Irgendwann haben wir festgestellt, dass es für uns stimmiger ist, von einer Neugründung als einer Fusion zu sprechen
Was habt ihr dafür bereits alles getan?
Ariane: Letztes Jahr haben wir ein Team von sechs Personen aufgestellt –je drei Leitungspersonen pro Abteilung. Das war super, aber ich hatte nicht damit gerechnet, wie aufwändig es wird. Es gibt vieles zu besprechen.
Elias: Als es konkret wurde, kamen viele administrative Fragen. Wie gründet man einen neuen Verein? Wie funktioniert das mit den Finanzen? Für die Kinder wird sich neben der Tatsache, dass sich der Verein vergrössert, nicht vieles ändern. Einerseits da sich unser Programm sowieso nicht gross unterscheidet, und andererseits weil wir ja bereits seit längerer Zeit gemeinsame Aktivitäten durchführen. Dinge wie strukturelle Hintergründe, Verantwortungen oder Vorgehensweisen jedoch, müssen auf jeden Fall geklärt werden.
Ariane Irgendwann haben wir festgestellt, dass es für uns stimmiger ist, von einer Neugründung als einer Fusion zu sprechen. Denn wir möchten gerne gemeinsam Neues schaffen.
Wie geht ihr mit Stimmen um, die das Alte bewahren möchten?
Elias: Es ist verständlich, dass man ein bisschen melancholisch zurückschaut. Aber «alles bleibt, wie es war» – das gibt es ja nie. Ausserdem haben wir ja nicht vor, wieder von Null anzufangen. Viele Traditionen werden wir sowieso unbewusst beibehalten, da wir sie abteilungsübergreifend seit Jahren pflegen, beispielsweise das Lagerfeuer.
Ariane: Genau. Und vieles hat sich ja bereits geändert in den vergangenen Jahren. Einerseits durch die vermehrte Zusammenarbeit zwischen uns Hedis und der BuPfa, und andererseits durch den natürlichen Veränderungsprozess, dem jede noch so kleine "Gesellschaft" konstant ausgesetzt ist.
Wir suchen da nach den einfachsten Lösungen.
Was sind die nächsten Schritte?
Ariane Der 17. Oktober 2026 wird unser offizieller Gründungstag. Ab dann sind wir ein gemeinsamer Verein, die Pfadi Sursee. Ein Logo wird wohl noch nicht fertig sein, die Website ist gerade in Bearbeitung. Und natürlich steht noch ein gemeinsamer Jahresplanungshöck an.
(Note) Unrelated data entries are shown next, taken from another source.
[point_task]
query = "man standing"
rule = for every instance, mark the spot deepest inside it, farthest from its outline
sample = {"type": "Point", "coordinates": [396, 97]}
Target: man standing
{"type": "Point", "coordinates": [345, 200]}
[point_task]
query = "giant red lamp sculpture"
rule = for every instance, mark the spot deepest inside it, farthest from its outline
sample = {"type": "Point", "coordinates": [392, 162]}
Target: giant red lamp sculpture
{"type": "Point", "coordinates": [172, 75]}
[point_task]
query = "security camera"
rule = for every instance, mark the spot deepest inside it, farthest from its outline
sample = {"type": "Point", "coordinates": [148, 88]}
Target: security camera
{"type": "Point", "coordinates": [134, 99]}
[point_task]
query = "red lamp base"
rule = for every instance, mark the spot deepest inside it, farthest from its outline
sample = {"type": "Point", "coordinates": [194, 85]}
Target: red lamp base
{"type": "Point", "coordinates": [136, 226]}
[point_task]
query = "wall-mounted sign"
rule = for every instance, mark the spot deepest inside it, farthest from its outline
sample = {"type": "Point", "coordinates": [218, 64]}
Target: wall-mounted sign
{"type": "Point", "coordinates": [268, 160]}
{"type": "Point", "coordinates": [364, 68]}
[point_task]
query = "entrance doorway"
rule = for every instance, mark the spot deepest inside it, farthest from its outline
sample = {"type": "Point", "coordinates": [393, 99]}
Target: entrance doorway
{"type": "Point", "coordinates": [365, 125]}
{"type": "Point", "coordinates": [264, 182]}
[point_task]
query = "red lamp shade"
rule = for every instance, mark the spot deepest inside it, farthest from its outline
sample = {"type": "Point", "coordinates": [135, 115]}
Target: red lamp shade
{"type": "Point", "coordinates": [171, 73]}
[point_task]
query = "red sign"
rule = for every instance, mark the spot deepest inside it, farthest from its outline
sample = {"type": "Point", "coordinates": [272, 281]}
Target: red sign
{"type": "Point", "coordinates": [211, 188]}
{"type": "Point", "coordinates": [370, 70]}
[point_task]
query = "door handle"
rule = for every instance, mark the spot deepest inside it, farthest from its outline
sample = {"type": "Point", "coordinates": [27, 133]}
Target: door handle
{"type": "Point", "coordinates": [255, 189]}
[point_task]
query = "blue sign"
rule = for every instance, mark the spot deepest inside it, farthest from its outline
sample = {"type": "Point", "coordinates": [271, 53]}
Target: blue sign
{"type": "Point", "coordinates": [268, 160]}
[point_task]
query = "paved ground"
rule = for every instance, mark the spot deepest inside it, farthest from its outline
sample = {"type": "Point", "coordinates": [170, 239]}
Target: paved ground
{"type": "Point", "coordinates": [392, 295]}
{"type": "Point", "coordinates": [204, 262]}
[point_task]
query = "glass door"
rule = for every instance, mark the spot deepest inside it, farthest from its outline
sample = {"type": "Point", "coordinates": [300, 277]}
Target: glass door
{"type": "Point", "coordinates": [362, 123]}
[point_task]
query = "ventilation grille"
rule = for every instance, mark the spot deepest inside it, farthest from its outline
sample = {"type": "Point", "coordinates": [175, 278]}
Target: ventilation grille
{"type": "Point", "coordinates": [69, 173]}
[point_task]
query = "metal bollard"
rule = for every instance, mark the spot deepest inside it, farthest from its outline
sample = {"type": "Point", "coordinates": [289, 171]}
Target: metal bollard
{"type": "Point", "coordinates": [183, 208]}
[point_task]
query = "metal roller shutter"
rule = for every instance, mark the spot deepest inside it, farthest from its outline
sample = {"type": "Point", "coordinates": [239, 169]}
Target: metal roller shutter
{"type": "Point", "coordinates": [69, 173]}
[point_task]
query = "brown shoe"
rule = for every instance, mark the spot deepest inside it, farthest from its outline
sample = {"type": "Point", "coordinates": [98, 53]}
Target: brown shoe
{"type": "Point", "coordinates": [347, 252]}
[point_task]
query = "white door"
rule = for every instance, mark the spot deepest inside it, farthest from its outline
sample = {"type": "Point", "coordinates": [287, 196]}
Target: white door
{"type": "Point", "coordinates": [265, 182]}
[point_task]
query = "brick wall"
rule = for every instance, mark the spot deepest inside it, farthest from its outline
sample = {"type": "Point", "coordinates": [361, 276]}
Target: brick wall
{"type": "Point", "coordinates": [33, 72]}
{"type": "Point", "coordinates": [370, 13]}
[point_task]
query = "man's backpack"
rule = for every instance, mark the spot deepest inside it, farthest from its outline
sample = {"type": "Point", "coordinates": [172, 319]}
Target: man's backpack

Elias: Bei den administrativen Prozessen sind wir noch dran. Wir sind in Kontakt mit dem Kantonalverband und klären mit ihnen die nötigen Schritte.
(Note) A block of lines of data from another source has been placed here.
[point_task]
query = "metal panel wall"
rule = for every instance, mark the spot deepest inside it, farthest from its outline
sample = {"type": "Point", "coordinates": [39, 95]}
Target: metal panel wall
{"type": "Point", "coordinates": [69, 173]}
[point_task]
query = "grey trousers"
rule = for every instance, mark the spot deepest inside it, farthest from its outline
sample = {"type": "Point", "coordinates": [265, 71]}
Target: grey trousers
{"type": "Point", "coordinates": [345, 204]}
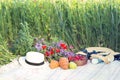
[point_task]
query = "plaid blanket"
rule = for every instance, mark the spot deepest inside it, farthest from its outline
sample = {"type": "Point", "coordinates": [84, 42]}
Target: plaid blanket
{"type": "Point", "coordinates": [102, 71]}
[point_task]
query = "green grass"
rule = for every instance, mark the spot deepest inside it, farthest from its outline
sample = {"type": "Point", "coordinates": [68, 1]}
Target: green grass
{"type": "Point", "coordinates": [82, 24]}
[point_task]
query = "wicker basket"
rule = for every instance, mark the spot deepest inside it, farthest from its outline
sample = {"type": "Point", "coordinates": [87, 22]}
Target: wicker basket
{"type": "Point", "coordinates": [81, 62]}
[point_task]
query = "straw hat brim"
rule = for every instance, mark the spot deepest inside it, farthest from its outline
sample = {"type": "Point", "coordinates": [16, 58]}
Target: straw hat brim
{"type": "Point", "coordinates": [23, 63]}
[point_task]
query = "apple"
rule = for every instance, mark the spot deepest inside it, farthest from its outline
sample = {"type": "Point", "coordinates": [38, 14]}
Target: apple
{"type": "Point", "coordinates": [72, 65]}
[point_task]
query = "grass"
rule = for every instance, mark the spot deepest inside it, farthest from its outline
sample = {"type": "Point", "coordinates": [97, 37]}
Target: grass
{"type": "Point", "coordinates": [81, 24]}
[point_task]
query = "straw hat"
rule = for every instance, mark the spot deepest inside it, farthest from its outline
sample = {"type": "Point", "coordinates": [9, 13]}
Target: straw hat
{"type": "Point", "coordinates": [103, 51]}
{"type": "Point", "coordinates": [33, 60]}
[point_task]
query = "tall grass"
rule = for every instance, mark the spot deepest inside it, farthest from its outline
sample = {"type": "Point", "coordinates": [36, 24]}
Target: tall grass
{"type": "Point", "coordinates": [82, 24]}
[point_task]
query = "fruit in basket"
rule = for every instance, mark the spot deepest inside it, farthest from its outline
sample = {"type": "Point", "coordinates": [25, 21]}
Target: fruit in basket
{"type": "Point", "coordinates": [63, 62]}
{"type": "Point", "coordinates": [72, 65]}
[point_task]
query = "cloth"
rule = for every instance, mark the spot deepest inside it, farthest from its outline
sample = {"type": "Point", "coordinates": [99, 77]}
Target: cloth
{"type": "Point", "coordinates": [102, 71]}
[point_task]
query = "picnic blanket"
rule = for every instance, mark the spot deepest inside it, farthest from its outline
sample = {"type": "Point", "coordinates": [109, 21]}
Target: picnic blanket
{"type": "Point", "coordinates": [102, 71]}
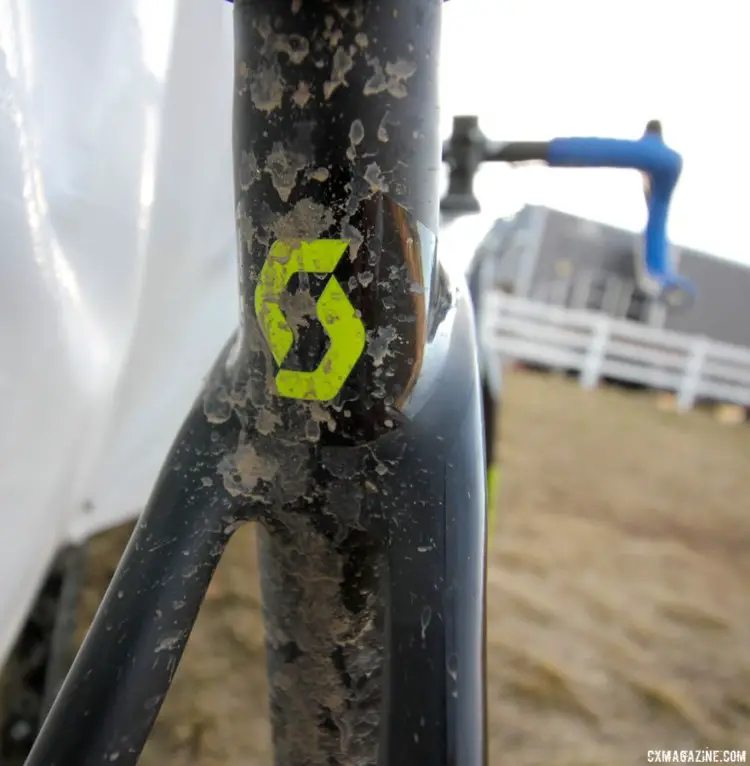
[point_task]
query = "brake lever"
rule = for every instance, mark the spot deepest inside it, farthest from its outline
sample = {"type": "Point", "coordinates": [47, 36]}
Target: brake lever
{"type": "Point", "coordinates": [660, 164]}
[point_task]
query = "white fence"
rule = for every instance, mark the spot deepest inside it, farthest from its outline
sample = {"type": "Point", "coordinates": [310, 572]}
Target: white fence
{"type": "Point", "coordinates": [598, 346]}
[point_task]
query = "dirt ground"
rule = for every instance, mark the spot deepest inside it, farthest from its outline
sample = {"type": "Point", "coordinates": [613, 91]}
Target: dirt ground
{"type": "Point", "coordinates": [619, 608]}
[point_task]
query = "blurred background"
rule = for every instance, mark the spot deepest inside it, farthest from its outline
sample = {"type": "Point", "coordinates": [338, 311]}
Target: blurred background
{"type": "Point", "coordinates": [619, 608]}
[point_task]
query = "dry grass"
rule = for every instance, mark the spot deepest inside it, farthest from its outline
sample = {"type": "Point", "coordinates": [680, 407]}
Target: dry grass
{"type": "Point", "coordinates": [619, 612]}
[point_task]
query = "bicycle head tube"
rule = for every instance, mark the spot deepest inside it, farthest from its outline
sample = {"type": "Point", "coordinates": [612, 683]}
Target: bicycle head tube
{"type": "Point", "coordinates": [344, 418]}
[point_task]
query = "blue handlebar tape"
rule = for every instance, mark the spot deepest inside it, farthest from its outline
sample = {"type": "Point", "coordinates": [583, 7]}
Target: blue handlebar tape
{"type": "Point", "coordinates": [650, 155]}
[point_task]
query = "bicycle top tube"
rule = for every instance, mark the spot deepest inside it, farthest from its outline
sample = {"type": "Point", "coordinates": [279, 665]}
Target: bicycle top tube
{"type": "Point", "coordinates": [344, 418]}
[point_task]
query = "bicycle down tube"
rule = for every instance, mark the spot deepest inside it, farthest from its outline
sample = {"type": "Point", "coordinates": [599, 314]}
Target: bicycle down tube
{"type": "Point", "coordinates": [344, 418]}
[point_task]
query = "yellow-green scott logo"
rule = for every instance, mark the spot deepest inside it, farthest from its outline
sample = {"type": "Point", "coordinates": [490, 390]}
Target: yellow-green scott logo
{"type": "Point", "coordinates": [335, 312]}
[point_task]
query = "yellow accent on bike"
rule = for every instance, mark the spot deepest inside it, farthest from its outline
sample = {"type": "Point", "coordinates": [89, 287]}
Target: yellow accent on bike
{"type": "Point", "coordinates": [333, 309]}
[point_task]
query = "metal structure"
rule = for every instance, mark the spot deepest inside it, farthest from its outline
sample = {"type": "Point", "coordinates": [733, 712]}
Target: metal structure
{"type": "Point", "coordinates": [344, 417]}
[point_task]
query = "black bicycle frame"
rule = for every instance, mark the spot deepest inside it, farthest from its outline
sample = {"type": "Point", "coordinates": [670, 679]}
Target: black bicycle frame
{"type": "Point", "coordinates": [344, 417]}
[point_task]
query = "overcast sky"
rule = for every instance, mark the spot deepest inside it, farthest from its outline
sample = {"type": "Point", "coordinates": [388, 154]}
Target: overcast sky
{"type": "Point", "coordinates": [536, 69]}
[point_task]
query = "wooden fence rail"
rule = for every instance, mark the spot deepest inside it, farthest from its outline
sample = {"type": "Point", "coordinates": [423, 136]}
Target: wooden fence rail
{"type": "Point", "coordinates": [598, 346]}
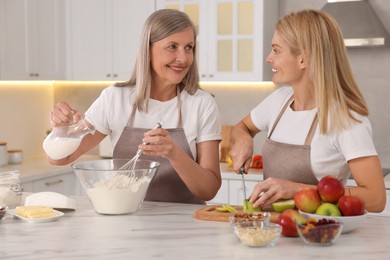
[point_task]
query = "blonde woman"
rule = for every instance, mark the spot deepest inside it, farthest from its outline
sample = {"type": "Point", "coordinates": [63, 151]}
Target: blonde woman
{"type": "Point", "coordinates": [163, 86]}
{"type": "Point", "coordinates": [316, 122]}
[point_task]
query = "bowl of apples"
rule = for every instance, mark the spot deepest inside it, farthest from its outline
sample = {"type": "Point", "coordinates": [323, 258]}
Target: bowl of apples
{"type": "Point", "coordinates": [329, 201]}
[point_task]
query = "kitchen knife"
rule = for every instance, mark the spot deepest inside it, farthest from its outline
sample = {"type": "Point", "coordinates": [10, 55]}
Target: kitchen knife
{"type": "Point", "coordinates": [242, 172]}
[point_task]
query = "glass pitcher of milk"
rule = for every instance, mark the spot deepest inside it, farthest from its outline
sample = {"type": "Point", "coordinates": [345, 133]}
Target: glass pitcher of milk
{"type": "Point", "coordinates": [64, 140]}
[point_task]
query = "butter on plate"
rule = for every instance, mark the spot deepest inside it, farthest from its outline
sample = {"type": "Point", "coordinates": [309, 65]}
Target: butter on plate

Ariane: Wir suchen da nach den einfachsten Lösungen. Das Fusionsteam wird ab der Neugründung noch mindestens ein Jahr bestehen bleiben.
Wird die Neugründung gefeiert?
Elias: Den 17. Oktober werden wir noch konkret planen. Es wird wahrscheinlich festlich, aber nichts Grosses. Wichtig für uns ist, dass wir das für und mit den Kindern feiern.